High sensation seekers tend to engage in high-risk sexual behavior such as having multiple sexual partners, and failing to use condoms to protect themselves against disease. They also tend to have permissive sexual attitudes. Risky sexual behaviour is particularly related to the disinhibition facet of sensation seeking. High sensation seekers are also more likely to be unfaithful to partners whilst in a committed romantic relationship.

High sensation seekers prefer listening to arousing music such as hard rock rather than classical instrumental. High sensation seekers are also more likely to enjoy surreal paintings over representational ones or unpleasant art forms (defined as presence of violent or aggressive content or themes of death and despair).

Traditional masculinity, peer pressure, sensation seeking, and risky behavior are all elements that correlate with each other. Research found that male undergraduate students conforming to traditional masculinity were more likely to involve themselves with higher levels of sensation seeking and risky behavior compared to females.
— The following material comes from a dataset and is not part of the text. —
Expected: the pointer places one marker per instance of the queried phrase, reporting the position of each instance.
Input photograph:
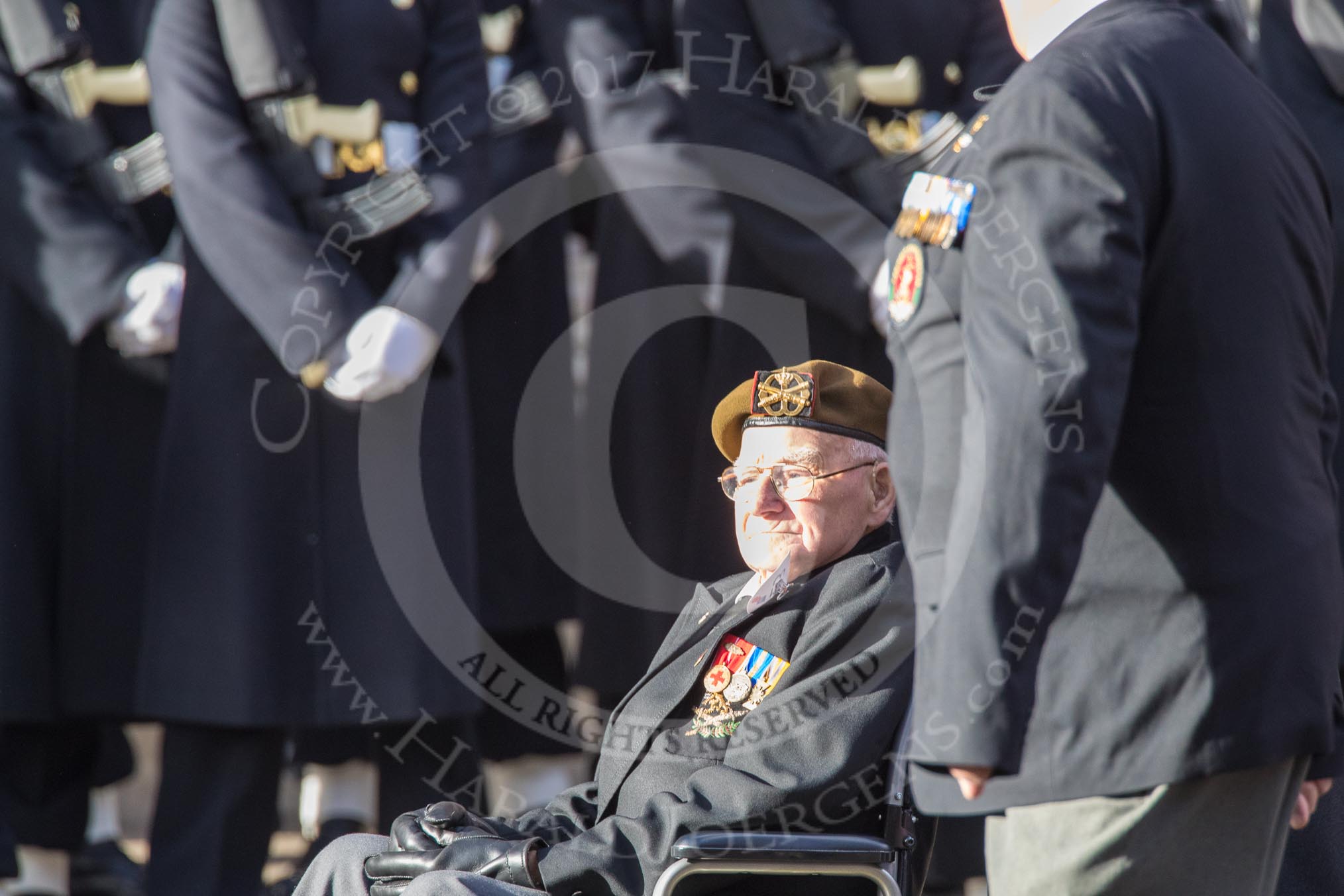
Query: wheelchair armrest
(768, 847)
=== Occupational choices ===

Sensation seekers tend to prefer occupations involving novel, stimulating, and unconventional activities and unstructured tasks requiring flexibility, such as scientific and social service professions. Low sensation seekers tend to prefer more structured, well-defined tasks involving order and routine such as homemaking or teaching.

=== Bipolar disorder ===
Those with bipolar disorder are more likely to engage in socially risky behaviors. In addition, when comparing those with bipolar disorder and those without on the SSS-V, it was found that those with bipolar disorder score low on the thrill- and adventure-seeking scale, but high on the disinhibition scale.